Michael Tome Business Reporter
Cable manufacturer CAFCA says it is optimistic that its business will remain buoyant in 2022 driven by strong improved demand.
CAFCA has projected the demand for its product to grow by 3,85 percent to 2 700 tonnes from the 2600 tonnes in the prior comparable period.
The company said it was well positioned to meet the anticipated demand, given it already had a stock cover of three months in finished goods, which leaves the company way ahead in terms of requirement from the market.
Stocked finished products act as a hedging strategy particularly considering the inflationary environment prevailing in the country.
CAFCA also said it had secured loans and overdraft facilities amounting to $320 million, which have the potential to improve the company’s financial position to execute some of its operations. Company secretary, Caroline Kangara said the company had put adequate resources in place to match the anticipated volume growth this year. She, however, acknowledged the mounting pressure to consolidate market share in the region as competitors’ numbers and volumes continue to grow.
“The company’s management believes that despite Covid 19 the business will remain in operation for the foreseeable future. The company will continue operating as a going concern as demand for cable has remained firm with sales volumes projected to increase to 2700 tonnes from 2600 tonnes in the ensuing way.
“We have budgeted for a modest increase in volumes in 2021/22 against a background of uncertainty in the foreign currency availability and pricing as well as the impact of increased competition in our regional markets,” said Ms Kangara.
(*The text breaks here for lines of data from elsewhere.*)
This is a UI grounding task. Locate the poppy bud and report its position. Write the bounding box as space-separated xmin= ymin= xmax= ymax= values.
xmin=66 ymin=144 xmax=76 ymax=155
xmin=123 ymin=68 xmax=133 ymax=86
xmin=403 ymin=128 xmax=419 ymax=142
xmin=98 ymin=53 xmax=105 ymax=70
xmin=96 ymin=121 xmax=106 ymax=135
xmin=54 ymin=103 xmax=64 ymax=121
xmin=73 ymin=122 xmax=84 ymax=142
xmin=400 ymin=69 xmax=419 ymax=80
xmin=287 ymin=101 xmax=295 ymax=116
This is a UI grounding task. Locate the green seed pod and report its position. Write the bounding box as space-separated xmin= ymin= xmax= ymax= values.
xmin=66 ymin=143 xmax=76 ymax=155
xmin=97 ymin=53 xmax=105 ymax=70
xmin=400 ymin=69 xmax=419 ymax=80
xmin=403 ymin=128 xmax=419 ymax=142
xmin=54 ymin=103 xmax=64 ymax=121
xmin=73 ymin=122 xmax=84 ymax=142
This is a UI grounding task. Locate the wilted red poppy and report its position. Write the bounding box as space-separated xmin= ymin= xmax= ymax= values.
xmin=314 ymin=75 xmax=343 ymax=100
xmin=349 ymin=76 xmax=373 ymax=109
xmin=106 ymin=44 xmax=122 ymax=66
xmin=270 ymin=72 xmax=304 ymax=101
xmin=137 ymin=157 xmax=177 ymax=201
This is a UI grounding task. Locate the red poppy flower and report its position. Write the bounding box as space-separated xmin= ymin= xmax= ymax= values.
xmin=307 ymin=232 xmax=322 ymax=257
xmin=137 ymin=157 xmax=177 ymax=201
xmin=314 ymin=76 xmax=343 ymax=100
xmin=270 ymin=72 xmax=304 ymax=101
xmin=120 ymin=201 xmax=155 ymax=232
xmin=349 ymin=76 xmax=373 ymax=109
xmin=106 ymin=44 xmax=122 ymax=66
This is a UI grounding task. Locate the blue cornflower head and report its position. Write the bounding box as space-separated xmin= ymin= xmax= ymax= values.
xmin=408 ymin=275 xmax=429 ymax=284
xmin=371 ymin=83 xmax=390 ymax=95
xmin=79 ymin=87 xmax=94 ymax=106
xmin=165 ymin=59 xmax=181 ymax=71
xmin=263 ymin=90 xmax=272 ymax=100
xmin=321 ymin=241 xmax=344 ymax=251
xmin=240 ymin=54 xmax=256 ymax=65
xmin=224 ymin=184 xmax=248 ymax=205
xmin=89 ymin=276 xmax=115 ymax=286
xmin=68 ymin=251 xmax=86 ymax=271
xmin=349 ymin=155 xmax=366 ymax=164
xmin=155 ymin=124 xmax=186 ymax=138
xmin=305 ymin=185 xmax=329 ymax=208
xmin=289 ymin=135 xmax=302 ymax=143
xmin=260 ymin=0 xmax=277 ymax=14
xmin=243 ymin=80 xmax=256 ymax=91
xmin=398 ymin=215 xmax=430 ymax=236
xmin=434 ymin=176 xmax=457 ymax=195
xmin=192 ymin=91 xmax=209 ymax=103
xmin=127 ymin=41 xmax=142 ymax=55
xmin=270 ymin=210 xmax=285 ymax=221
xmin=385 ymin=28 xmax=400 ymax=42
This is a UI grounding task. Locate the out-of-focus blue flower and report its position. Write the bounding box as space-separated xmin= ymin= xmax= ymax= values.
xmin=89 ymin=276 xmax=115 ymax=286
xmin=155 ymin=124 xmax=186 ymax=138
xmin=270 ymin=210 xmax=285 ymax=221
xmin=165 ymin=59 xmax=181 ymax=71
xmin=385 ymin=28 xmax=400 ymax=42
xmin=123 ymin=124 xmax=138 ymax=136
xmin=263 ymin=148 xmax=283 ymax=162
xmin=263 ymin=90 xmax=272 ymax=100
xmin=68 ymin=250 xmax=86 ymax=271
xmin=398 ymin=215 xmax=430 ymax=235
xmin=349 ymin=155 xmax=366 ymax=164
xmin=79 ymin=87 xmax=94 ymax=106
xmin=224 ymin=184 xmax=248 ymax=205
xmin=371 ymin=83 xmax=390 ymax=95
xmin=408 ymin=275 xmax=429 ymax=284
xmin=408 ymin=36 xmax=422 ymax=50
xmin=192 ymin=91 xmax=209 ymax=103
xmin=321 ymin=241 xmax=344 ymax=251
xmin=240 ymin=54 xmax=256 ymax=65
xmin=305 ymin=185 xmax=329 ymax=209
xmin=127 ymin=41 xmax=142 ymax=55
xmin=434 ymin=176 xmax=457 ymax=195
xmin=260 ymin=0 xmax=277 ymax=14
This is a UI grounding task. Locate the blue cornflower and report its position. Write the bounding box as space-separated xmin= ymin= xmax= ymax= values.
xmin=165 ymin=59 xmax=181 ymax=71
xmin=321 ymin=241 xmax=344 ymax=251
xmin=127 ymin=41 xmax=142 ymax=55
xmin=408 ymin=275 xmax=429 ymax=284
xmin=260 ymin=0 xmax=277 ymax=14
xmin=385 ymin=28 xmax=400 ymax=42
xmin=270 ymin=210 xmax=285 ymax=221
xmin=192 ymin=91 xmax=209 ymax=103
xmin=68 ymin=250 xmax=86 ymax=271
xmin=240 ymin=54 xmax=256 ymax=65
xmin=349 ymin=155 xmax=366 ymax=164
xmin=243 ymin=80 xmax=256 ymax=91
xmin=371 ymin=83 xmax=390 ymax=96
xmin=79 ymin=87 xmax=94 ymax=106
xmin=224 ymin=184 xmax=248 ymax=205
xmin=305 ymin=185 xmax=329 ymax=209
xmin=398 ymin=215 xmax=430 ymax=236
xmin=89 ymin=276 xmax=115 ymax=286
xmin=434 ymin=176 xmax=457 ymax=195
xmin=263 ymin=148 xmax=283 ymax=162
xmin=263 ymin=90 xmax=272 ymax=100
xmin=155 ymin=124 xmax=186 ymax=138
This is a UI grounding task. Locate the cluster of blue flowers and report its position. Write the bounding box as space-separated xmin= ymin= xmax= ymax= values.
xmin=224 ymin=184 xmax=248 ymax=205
In spite of the negative effects brought by the Covid-19 pandemic, the company has promised to take advantage of prospects that may arise in either the local or export markets through the adoption of adequate mitigating strategies against the challenging local economic environment as part of its future strategy.
CAFCA’s primary markets are in Southern and Central Africa, although it has an export footprint that stretches into the European Union (EU) and Russia.
About 95,8 percent of CAFCA’s produce in 2021 was consumed locally while the balance went to export markets.
Despite challenges presented by the Covid-19 induced lockdowns, CAFCA said it was happy critical raw materials were still shipped without much interruption.
The Zimbabwe Stock Exchange-listed company manufactures and supplies cables and allied products for the transmission and distribution of electrical energy and telecommunications. It also manufactures over 900 cabling products to British and South African markets including 11KV XLPE cables.
CAFCA Limited also recovers decommissioned cables for recycling and supplies telecommunication cables ranging from indoor to underground as well as aerial self-supporting cables.
Established in 1947, CAFCA is a subsidiary of CBi Electric African Cables (South Africa) which is owned by Reunert Limited (South Africa).